Perché non esiste depenalizzazione per il reato di peculato dell’albergatore
La difesa dell’albergatore ha sostenuto che il decreto legge numero 34 del 2020 ha modificato radicalmente la natura del rapporto tra il gestore e il Comune. La nuova legge qualifica oggi l’albergatore come responsabile del pagamento dell’imposta, con un semplice diritto di rivalsa sul cliente. La riforma prevede inoltre una sanzione amministrativa pecuniaria per chi omette o ritarda il versamento del tributo.
Secondo la tesi difensiva, la nuova sanzione amministrativa avrebbe dovuto sostituire la sanzione penale anche per tutti i fatti commessi nel passato. La Corte di Cassazione ha respinto con fermezza questa interpretazione. I giudici di legittimità hanno chiarito che la riforma non ha operato alcuna cancellazione retroattiva del reato. La modifica normativa ha validità esclusivamente per il futuro. Chi ha trattenuto le somme prima dell’entrata in vigore della nuova legge risponde ancora del reato di peculato dell’albergatore.
Le motivazioni della sentenza sul reato di peculato dell’albergatore
I giudici della Suprema Corte hanno fondato la loro decisione su una precisa distinzione strutturale tra le norme succedutesi nel tempo. La riforma del 2020 ha modificato la qualifica del gestore per il futuro, ma non ha eliminato la rilevanza penale delle condotte precedenti. La struttura del reato di peculato è rimasta del tutto inalterata all’interno del codice penale.
Inoltre, la qualifica di incaricato di pubblico servizio era pienamente valida al momento della commissione dei fatti. L’albergatore ha incassato denaro che apparteneva già al Comune e se ne è appropriato in modo illecito. Non si può applicare il principio di specialità tra la sanzione penale e quella amministrativa. I fatti storici si riferiscono infatti a contesti normativi profondamente diversi. La legge penale del tempo puniva l’appropriazione del denaro pubblico, mentre la nuova sanzione amministrativa punisce il mero omesso versamento da parte del debitore in solido.

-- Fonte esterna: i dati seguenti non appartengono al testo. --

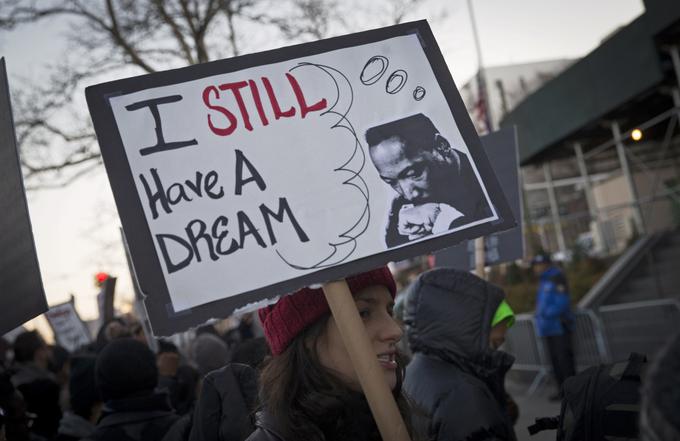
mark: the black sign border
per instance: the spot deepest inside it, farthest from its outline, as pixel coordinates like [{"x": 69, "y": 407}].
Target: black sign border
[
  {"x": 164, "y": 320},
  {"x": 22, "y": 294}
]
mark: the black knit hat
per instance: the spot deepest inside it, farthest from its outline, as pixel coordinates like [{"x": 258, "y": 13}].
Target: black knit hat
[{"x": 125, "y": 368}]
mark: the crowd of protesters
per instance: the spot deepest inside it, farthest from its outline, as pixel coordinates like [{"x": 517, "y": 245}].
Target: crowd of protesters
[{"x": 284, "y": 374}]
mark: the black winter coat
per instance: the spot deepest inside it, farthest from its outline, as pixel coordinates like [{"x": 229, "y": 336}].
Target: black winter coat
[
  {"x": 226, "y": 407},
  {"x": 146, "y": 418},
  {"x": 454, "y": 376},
  {"x": 266, "y": 429}
]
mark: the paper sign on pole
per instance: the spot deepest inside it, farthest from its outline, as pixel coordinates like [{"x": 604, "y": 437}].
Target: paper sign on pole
[
  {"x": 22, "y": 296},
  {"x": 69, "y": 330},
  {"x": 243, "y": 179},
  {"x": 505, "y": 246}
]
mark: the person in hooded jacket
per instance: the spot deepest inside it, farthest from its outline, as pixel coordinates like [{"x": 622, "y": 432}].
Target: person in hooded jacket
[
  {"x": 226, "y": 407},
  {"x": 456, "y": 375},
  {"x": 308, "y": 388}
]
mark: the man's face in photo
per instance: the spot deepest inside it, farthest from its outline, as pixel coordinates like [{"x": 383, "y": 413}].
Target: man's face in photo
[{"x": 411, "y": 172}]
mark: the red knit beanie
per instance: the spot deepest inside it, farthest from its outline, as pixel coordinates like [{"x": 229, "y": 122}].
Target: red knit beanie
[{"x": 283, "y": 321}]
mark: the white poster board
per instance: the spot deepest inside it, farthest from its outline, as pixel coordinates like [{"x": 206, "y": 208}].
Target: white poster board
[
  {"x": 69, "y": 330},
  {"x": 248, "y": 178}
]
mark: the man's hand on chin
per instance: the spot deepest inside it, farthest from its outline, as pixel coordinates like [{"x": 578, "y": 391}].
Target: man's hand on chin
[{"x": 421, "y": 220}]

Le conclusioni della Cassazione sul caso specifico
La Corte di Cassazione ha accolto il ricorso presentato dalla Procura della Repubblica. I giudici hanno annullato la sentenza di assoluzione emessa dal Tribunale di Roma. Il processo deve quindi ricominciare davanti alla Corte d’Appello di Roma, che dovrà giudicare nuovamente l’albergatore applicando i principi di diritto stabiliti dalla Cassazione.

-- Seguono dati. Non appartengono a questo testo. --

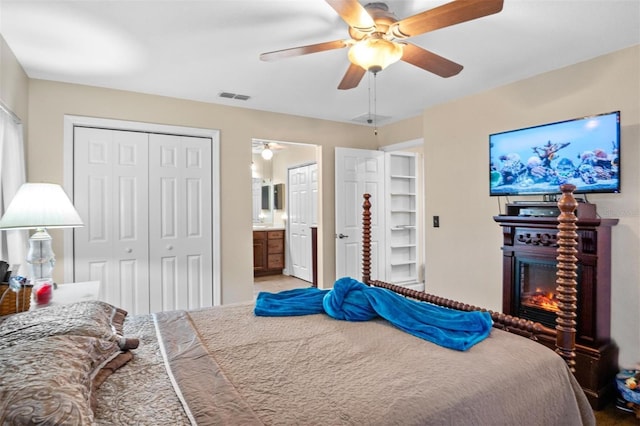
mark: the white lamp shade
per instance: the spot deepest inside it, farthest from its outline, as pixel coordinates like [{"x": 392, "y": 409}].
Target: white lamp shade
[
  {"x": 375, "y": 54},
  {"x": 40, "y": 205}
]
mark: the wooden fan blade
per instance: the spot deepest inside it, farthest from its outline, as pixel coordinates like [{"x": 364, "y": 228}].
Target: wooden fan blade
[
  {"x": 303, "y": 50},
  {"x": 354, "y": 14},
  {"x": 448, "y": 14},
  {"x": 429, "y": 61},
  {"x": 352, "y": 77}
]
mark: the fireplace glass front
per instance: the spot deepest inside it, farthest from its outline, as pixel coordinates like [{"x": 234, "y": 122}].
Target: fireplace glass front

La decisione conferma che i gestori delle strutture ricettive non possono beneficiare di alcuna depenalizzazione per le condotte di appropriazione commesse prima del 2020. Il mancato riversamento delle somme incassate a titolo di imposta di soggiorno in quel periodo storico costituisce un reato grave. Il processo d’appello dovrà accertare la responsabilità penale dell’imputato per il delitto di peculato, con tutte le conseguenze sanzionatorie previste dalla legge.
L’albergatore che non versa la tassa di soggiorno rischia ancora il carcere?
Sì, per tutti i fatti commessi prima della riforma del 2020 l’albergatore risponde del reato di peculato se si è appropriato delle somme dei clienti.
Cosa ha stabilito la riforma del 2020 sulla tassa di soggiorno?
La riforma ha trasformato l’albergatore in responsabile d’imposta, prevedendo sanzioni amministrative per il futuro ma senza sanare i reati passati.
Perché la condotta passata dell’albergatore è considerata peculato?
All’epoca dei fatti l’albergatore era un incaricato di pubblico servizio e il denaro incassato diventava subito di proprietà del Comune.